Johnnie Green Forgets Something


Although Johnnie Green took good care of Frisky Squirrel, that once lively young chap did not like his new home in the wire cage at all. His young master gave him plenty to eat--nuts and grain--all the things that Frisky had always liked before. But now nothing tasted the same. Frisky never felt really hungry. He just sat in his cage and moped and sulked.

Once in a great while he would go out into his wheel, and run and run until he was so tired that he was ready to drop. Whenever Johnnie Green saw him running inside the wheel that young man would laugh aloud--he was so pleased.

But nothing ever pleased Frisky Squirrel any more. He grew peevish and cross and sulky. Being cooped up in that little wire prison day after day made an entirely different squirrel of him. He longed to be free once more--free to scamper through the tree-tops, and along the stone-walls and the rail-fences. And at night he dreamed of hunting for beechnuts, and chestnuts, and hickorynuts, on which he would feast to his heart's content--in his dreams. But in the daytime, when his young master put some of those very same nuts into his cage, Frisky would hardly touch them. He lost his plumpness. His smooth coat grew rough. And his tail--that beautiful tail that Jimmy Rabbit had tried to cut off--alas! it was no longer beautiful. It was thin and ragged-looking.

At last Johnnie Green began to be worried about his pet squirrel. And one day when Frisky refused to eat a single nut Johnnie Green thought that he must be really ill. So he opened the door of the cage, which he always kept carefully fastened, and forgetting all about his thick gloves he put his hand inside the little wire house, picked Frisky up by the back of his neck, just as if he were a kitten, and lifted him out of his prison.

Johnnie wanted to see if he could find out what was the trouble with the little fellow. He thought that perhaps he had a bad tooth, which prevented his eating. And Johnnie tried to look inside of Frisky's mouth.

At first Frisky kept perfectly still. He could hardly believe that he was outside that horrid, cramped cage. But it was true! And when Johnnie Green began to poke at his mouth with a bare finger Frisky Squirrel thought that it was high time for him to do something.

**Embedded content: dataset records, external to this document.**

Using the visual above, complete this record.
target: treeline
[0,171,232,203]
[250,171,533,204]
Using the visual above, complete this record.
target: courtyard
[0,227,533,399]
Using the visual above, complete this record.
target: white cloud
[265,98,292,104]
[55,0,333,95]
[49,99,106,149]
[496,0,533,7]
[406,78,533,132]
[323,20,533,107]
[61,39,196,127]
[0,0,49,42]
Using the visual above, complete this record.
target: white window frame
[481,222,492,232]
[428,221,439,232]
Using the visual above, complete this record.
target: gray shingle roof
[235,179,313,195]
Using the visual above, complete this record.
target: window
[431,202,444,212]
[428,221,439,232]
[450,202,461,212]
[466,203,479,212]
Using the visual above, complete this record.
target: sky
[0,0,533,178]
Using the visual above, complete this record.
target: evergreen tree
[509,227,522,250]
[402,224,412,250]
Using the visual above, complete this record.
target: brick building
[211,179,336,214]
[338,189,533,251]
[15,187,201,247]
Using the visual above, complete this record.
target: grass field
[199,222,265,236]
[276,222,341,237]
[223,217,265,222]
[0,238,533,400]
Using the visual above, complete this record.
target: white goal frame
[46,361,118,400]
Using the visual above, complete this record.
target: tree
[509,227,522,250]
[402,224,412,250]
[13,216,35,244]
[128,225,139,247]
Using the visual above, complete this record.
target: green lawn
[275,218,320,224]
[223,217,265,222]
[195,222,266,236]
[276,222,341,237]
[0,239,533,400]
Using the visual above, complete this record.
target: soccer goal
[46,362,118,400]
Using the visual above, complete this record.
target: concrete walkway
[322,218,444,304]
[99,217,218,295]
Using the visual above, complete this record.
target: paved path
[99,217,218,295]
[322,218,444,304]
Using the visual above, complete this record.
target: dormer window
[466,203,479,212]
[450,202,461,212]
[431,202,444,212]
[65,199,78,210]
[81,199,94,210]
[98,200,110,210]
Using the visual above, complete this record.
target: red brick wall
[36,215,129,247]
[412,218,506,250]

So he did it. He didn't wait another second. Quick as a flash he sank his sharp teeth into Johnnie Green's finger.

Poor Johnnie Green! He gave such a yell that you could have heard him far away on the other side of Swift River. That was the first thing he did. And the next thing that Johnnie did was to drop Frisky right on the ground.

That was exactly what Frisky wanted. He no sooner touched the ground than he was away like a shot. It was not at all like running inside the wheel. Every leap carried him further away from Farmer Green's house. And he had crossed the road and disappeared behind the stone-wall before Johnnie Green knew what had happened.

For several days after that Johnnie Green had to keep his finger bound up in a bandage. And he felt very sad at losing his pet squirrel.

But Frisky Squirrel was not sad at all. And neither was his mother. At first, when Frisky tumbled inside her house she hardly knew him. For a long time she had almost stopped believing he would ever come home again. And now that he had come he was so changed that she could scarcely believe it was he.

The first thing that Mrs. Squirrel did was to set before Frisky some choice seeds which she had gathered that very day. And Frisky ate every one of them. You see, he had found his appetite again.

For several days after that Frisky Squirrel did very little except eat. And it was surprising--the way he began to grow fat. His sides soon stuck out more than they ever had before, and his coat began to grow sleek and shiny. And as for his tail--though it took longer for that to look beautiful again, in the course of time it became just as thick and handsome as ever. Mrs. Squirrel was very glad of that. For Frisky reminded her of his father once more.